One of the problems that such systems help tackle is so-called “friendly fraud,” a term used to describe a situation when a customer experiences “buyer’s remorse” and “tries it on” by putting in a claim directly with their bank or card issuer for a refund, when the sale did in fact legitimately occur. Julie Conroy, Research Director of the Aite Group says that in the U.S. friendly fraud and chargebacks would likely near $130 million, in Q1 2017 alone.
“Since many such claims are relatively low-value, banks will often issue the refund rather than dedicating the resources needed to investigate and dispute each transaction,” explains Matthew Katz, Verifi’s CEO Their research in fact showed that up to 86% of cardholders bypass the merchant and contact their issuing bank directly to dispute or question a charge on their bill. “When you add all of these claims up, it amounts to a huge problem for the industry, with billions of dollars in costs being passed onto merchants, and – ultimately – to the consumer,” he says.
Friendly fraud amounts to a serious problem, confirms a report from Javelin Research estimates that the increase in card-not-present (CNP) fraud and chargeback management now consume between 13% and 20% of operational budget for such retailers.
Even with such resources dedicated to fighting fraud, however, not having the right information on hand in real time can mean that businesses are not only vulnerable to fraud, but also risk losing customers and reputational goodwill by challenging legitimate customer claims.
“The key functionality we enable is to connect all the parties to the transaction with the right information at the right time,” says Katz. “Our Order Insight platform provides robust transaction data on each sale, like the merchant’s name and contact information, date of purchase, device name used in the order process and many more important details, directly to the consumer via their bank’s mobile or online interfaces.

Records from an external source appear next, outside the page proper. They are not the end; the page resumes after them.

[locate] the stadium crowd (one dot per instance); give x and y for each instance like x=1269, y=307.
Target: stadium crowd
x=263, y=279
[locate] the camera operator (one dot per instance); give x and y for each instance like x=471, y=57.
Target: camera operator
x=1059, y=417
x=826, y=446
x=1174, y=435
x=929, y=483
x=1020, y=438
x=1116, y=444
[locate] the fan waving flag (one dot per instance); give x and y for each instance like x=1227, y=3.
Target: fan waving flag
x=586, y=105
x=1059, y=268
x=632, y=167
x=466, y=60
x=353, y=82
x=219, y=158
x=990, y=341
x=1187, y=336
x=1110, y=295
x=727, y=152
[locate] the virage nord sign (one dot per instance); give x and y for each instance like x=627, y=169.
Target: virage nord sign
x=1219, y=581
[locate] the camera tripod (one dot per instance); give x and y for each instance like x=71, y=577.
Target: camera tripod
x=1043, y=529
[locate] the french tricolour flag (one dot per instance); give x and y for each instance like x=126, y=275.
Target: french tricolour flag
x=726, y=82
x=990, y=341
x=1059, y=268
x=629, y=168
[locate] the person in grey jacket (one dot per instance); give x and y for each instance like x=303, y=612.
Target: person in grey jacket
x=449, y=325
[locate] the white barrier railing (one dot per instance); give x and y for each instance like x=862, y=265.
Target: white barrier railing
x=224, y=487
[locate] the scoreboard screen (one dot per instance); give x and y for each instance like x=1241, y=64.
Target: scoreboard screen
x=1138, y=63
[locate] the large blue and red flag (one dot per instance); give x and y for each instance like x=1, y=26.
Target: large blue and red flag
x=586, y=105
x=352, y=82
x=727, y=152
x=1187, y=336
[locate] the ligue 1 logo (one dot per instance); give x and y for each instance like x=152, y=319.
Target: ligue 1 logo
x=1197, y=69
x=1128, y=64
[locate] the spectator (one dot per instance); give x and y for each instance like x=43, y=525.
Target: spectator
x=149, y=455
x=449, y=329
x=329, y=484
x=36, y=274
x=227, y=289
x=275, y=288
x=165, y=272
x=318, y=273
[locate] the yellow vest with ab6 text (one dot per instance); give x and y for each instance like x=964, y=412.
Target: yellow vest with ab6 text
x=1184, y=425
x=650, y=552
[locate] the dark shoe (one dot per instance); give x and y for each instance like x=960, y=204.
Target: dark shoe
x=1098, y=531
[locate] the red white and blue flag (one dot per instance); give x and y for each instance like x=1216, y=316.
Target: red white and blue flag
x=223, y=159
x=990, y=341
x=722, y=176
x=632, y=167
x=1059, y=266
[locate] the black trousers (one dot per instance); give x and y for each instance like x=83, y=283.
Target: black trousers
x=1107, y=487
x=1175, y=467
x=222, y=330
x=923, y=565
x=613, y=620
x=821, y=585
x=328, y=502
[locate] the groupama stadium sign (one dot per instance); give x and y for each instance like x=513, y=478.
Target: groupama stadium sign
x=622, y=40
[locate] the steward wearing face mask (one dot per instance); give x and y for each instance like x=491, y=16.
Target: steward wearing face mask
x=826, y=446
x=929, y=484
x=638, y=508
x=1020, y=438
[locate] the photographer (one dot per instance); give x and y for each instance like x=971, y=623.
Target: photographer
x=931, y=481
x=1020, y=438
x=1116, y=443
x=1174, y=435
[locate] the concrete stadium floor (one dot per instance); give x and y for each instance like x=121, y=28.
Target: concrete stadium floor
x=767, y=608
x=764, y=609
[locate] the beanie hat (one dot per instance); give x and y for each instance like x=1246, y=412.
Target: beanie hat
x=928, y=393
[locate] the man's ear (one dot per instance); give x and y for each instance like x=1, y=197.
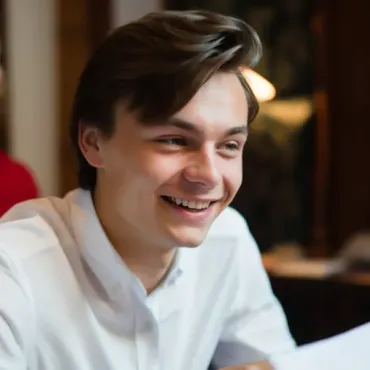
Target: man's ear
x=89, y=142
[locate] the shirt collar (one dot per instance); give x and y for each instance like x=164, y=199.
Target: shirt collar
x=100, y=255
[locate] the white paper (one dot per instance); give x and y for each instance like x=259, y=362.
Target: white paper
x=347, y=351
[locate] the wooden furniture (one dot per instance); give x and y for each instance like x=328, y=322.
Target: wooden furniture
x=318, y=309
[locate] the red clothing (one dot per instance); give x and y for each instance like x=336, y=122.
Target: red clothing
x=16, y=183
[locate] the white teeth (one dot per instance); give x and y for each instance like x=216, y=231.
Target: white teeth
x=190, y=204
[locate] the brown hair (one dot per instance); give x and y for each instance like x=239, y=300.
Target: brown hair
x=157, y=64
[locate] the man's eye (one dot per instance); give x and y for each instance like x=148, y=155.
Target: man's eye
x=174, y=141
x=232, y=146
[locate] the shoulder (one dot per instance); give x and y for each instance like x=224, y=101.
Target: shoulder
x=32, y=227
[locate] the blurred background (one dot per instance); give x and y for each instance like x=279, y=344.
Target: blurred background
x=306, y=190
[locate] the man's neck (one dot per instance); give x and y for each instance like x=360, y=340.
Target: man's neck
x=149, y=263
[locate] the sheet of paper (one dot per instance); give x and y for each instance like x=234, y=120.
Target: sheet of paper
x=347, y=351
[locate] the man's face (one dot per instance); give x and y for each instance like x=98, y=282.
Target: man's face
x=167, y=183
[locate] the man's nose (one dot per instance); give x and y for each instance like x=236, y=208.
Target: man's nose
x=203, y=169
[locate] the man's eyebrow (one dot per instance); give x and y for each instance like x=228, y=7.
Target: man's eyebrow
x=191, y=127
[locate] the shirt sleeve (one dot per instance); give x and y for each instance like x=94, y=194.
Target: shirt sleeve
x=255, y=326
x=16, y=318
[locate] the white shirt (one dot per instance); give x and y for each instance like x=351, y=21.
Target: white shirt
x=68, y=302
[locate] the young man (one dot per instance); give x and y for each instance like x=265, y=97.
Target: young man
x=145, y=266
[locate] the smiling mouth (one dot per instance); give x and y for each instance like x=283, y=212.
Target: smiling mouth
x=191, y=206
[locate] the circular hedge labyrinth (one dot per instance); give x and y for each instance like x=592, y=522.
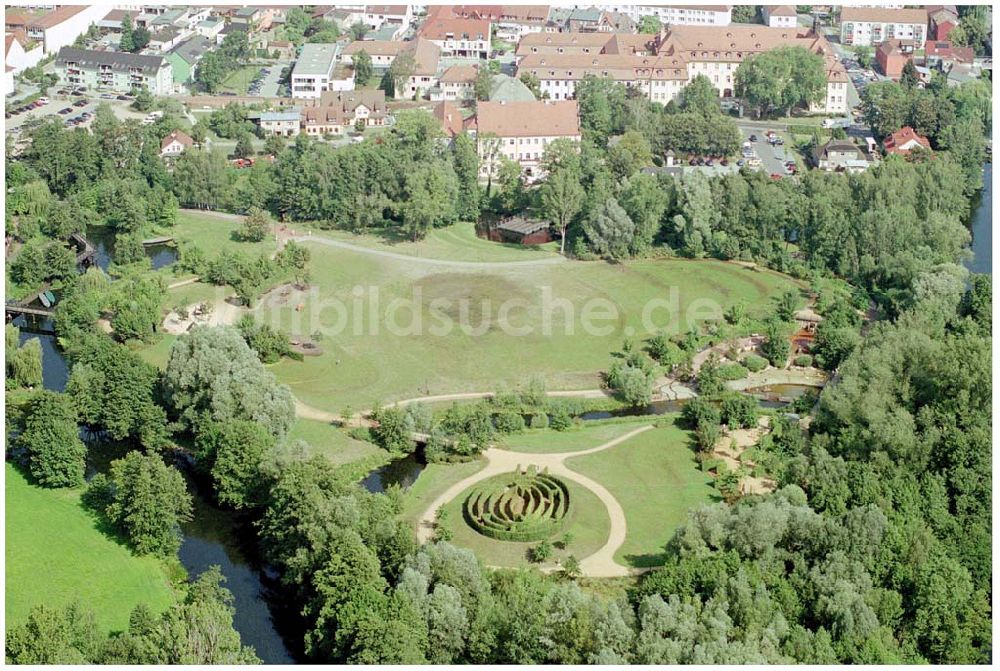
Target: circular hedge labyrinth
x=520, y=506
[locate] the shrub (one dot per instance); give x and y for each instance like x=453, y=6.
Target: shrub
x=539, y=421
x=509, y=421
x=754, y=363
x=732, y=371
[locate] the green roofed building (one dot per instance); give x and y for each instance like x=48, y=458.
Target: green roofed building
x=185, y=57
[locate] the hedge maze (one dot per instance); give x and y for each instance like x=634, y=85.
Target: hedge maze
x=521, y=506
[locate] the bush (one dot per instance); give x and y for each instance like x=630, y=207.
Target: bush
x=732, y=371
x=539, y=421
x=559, y=419
x=509, y=421
x=754, y=363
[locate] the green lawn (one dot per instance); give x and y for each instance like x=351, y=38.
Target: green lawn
x=433, y=481
x=457, y=242
x=55, y=554
x=362, y=364
x=588, y=522
x=578, y=437
x=656, y=480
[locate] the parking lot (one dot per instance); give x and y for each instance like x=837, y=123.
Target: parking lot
x=772, y=157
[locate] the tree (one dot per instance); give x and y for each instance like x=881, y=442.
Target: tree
x=54, y=454
x=465, y=158
x=398, y=74
x=701, y=97
x=148, y=501
x=256, y=225
x=909, y=78
x=212, y=373
x=650, y=25
x=561, y=199
x=776, y=346
x=234, y=454
x=244, y=146
x=25, y=364
x=127, y=42
x=143, y=100
x=780, y=79
x=362, y=68
x=610, y=231
x=483, y=84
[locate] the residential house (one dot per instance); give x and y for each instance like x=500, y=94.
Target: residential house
x=521, y=131
x=336, y=112
x=865, y=26
x=314, y=70
x=660, y=66
x=892, y=55
x=285, y=123
x=510, y=22
x=945, y=56
x=175, y=144
x=450, y=116
x=779, y=16
x=904, y=141
x=941, y=20
x=210, y=27
x=468, y=38
x=377, y=15
x=184, y=58
x=381, y=53
x=426, y=57
x=61, y=26
x=680, y=15
x=115, y=71
x=456, y=83
x=20, y=52
x=841, y=156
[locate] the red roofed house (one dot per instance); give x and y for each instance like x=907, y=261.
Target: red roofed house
x=450, y=116
x=892, y=55
x=458, y=36
x=941, y=19
x=175, y=144
x=520, y=131
x=904, y=141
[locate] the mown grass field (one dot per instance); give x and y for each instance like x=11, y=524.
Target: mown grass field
x=545, y=307
x=656, y=480
x=55, y=555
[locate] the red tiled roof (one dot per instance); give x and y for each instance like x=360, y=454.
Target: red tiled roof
x=538, y=118
x=894, y=143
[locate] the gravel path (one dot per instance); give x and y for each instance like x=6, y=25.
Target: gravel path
x=601, y=564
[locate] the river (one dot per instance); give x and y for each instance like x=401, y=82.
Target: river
x=215, y=536
x=982, y=226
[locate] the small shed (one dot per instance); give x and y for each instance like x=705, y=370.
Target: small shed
x=522, y=231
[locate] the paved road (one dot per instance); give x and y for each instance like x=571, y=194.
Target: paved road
x=600, y=564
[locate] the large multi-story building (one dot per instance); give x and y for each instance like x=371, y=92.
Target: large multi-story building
x=864, y=26
x=314, y=70
x=660, y=66
x=468, y=38
x=679, y=15
x=520, y=131
x=114, y=71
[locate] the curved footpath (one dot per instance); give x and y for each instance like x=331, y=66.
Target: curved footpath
x=600, y=564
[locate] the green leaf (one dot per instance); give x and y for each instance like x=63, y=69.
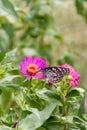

In most cases, having access to this data can resolve a dispute and avoid a phone call to the issuer altogether, saving the merchant money and keeping customers happy.”
The report by Javelin Research concludes that partnering with third-party providers like Verifi makes sound business sense, in that it frees up merchants to focus on their core business. “It is imperative that merchants stay customer-friendly in the face of growing fraud pressure, yet the amount they have to put into building, managing, and maintaining in-house solutions has significant negative impact on their ability to scale their business over time. The projected growth of CNP fraud will introduce a new level of burden for digital merchants, which they will be unable to combat from a resource and scalability perspective. This will increase the pressure and negative impacts on them because they will be hit by fraud that they can’t handle. Their inability to scale quickly enough may result in measures that will hinder customer experience.”
The key advantage that these technologies – when properly leveraged – bring to enterprise is their ability to streamline and break silos. Deeper integration and more collaborative approaches to technology can help deliver robust information to the right parties at the right time, ultimately enhancing the experience for customers and users, improving efficiency across the board, and providing higher returns for companies and investors. The pieces of the puzzle are all there, it seems, but stakeholders must all work collaboratively to bring them together.